Summary: Project Evaluation. Static and dynamic models of evaluation. Assessment Methods and Relevant Cash Flow. Cost of Capital. Evaluation of environment uncertainty. Monte Carlo Simulation. Business Evaluation. Modeling Managerial Flexibility. Determining Market Values. Introduction to Stochastic Processes and Real Options. Application of Real Options Theory in the evaluation of projects and companies. Applications.
The PUC-Rio Business School´s Doctoral program has CAPES concept 5 and has a permanent teaching staff of 26 full time and 50 part time faculty. The Energy and Infrastructure research tracks offer two specific courses:
Recent decades advances in financial theory to asset valuation and risk management have profoundly altered the way of valuing investments and manage project risks. In many situations where the company performs an irreversible investment in an environment with high degree of uncertainty, there may be a degree of managerial flexibility that gives the company the option to modify or change in any way a project during its life time. A thermal power plant, for example, gives the company an option but not an obligation to produce electricity. Learn modeling this flexibility is important to be able to estimate the plant value.
This flexibility, or real option, can significantly increase the value of the project when is considered the adjustments that can be made on the project in light of new market information, but this value is not captured by traditional methods of cash flow. In this course we will see how this method can be used in practice evolving from the traditional model of static cash flow to a dynamic model that incorporates the project uncertainty and how to value managerial flexibility by leveraging the strategic position of the company. Furthermore, we show how the uncertainty and flexibility can be used to extract advantages and limit losses.
Summary: Project Evaluation. Static and dynamic models of evaluation. Managerial Flexibility. Financial Options and Real Options. Modeling Flexibility. Determining Market Values. Stochastic Processes. Models of Real Options. Monte Carlo Simulation. Modeling and Applications.
Organization, technology and environmental issues related to the energy industry have presented several changes in global and national level, such as privatization, creation of energy markets, improvement of regulatory issues, evolution on oil extraction and generation electricity technology, and enhancement of carbon credit markets and technical certification. Facing the evolution and greater complexity assumed by energy business, the study of identification instruments, projection and decision presents itself as indispensable to administrators, allowing a broader understanding of the dynamics of economic and financial decisions in energy companies or clients and suppliers in this industry.
In this context, this course covers the energy industry organization in its different segments (oil and gas, electricity and biofuels) and presents the main aspects of rules and regulation in Brazil.

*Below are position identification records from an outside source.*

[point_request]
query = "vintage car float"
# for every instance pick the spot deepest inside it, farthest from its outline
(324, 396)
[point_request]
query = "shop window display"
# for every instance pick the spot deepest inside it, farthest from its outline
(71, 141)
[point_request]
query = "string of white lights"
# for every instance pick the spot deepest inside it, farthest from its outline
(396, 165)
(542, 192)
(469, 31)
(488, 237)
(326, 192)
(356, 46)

Studied the industry organization and regulation, then turns to concepts application, techniques and financial methodologies through exercises and case studies.
Summary: Project Evaluation. Static and dynamic models of evaluation. Assessment Methods and Relevant Cash Flow. Cost of Capital. Evaluation of environment uncertainty. Monte Carlo Simulation. Business Evaluation. Modeling Managerial Flexibility. Determining Market Values. Introduction to Stochastic Processes and Real Options. Application of Real Options Theory in the evaluation of projects and companies. Applications.